I was trying to use masked image modeling in huggingface and I saw ViTForMaskedImageModeling
in the documentation but I did not understand how it reconstructs the original image loss, reconstructed_pixel_values = outputs.loss, outputs.reconstruction
also, it doesn’t reconstruct the original image correctly. It gives me noise.
url = "http://images.cocodataset.org/val2017/000000039769.jpg"
image = Image.open(requests.get(url, stream=True).raw)
image_processor = AutoImageProcessor.from_pretrained("google/vit-base-patch16-224-in21k")
model = ViTForMaskedImageModeling.from_pretrained("google/vit-base-patch16-224-in21k")

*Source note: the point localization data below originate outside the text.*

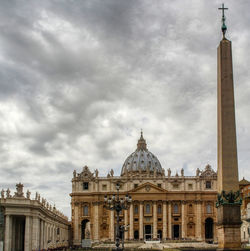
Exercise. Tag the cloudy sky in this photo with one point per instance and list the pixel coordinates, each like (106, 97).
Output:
(79, 79)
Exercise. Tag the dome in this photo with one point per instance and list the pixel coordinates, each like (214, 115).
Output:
(142, 160)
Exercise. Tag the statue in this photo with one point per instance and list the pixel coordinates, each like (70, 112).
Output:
(19, 190)
(155, 172)
(2, 194)
(28, 194)
(96, 173)
(8, 193)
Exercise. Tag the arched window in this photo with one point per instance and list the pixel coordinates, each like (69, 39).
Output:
(159, 209)
(85, 210)
(136, 209)
(209, 209)
(190, 209)
(176, 209)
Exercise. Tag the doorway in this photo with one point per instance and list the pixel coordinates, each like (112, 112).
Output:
(159, 234)
(136, 235)
(209, 223)
(18, 233)
(85, 229)
(148, 232)
(176, 232)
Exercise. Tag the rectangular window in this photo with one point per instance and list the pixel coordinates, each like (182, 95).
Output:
(176, 209)
(136, 209)
(209, 209)
(176, 186)
(85, 210)
(147, 210)
(104, 187)
(208, 184)
(85, 185)
(159, 209)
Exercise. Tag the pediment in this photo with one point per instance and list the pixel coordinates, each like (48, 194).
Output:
(148, 188)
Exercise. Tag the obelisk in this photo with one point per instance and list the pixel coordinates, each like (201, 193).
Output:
(228, 203)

num_patches = (model.config.image_size // model.config.patch_size) ** 2
pixel_values = image_processor(images=image, return_tensors="pt").pixel_values
# create random boolean mask of shape (batch_size, num_patches)
bool_masked_pos = torch.randint(low=0, high=2, size=(1, num_patches)).bool()
outputs = model(pixel_values, bool_masked_pos=bool_masked_pos)
loss, reconstructed_pixel_values = outputs.loss, outputs.reconstruction
reconstructed_pixel_values = reconstructed_pixel_values.detach().numpy()
reconstructed_pixel_values = np.transpose(reconstructed_pixel_values[0], (1, 2, 0))
plt.imshow(reconstructed_pixel_values)
plt.show()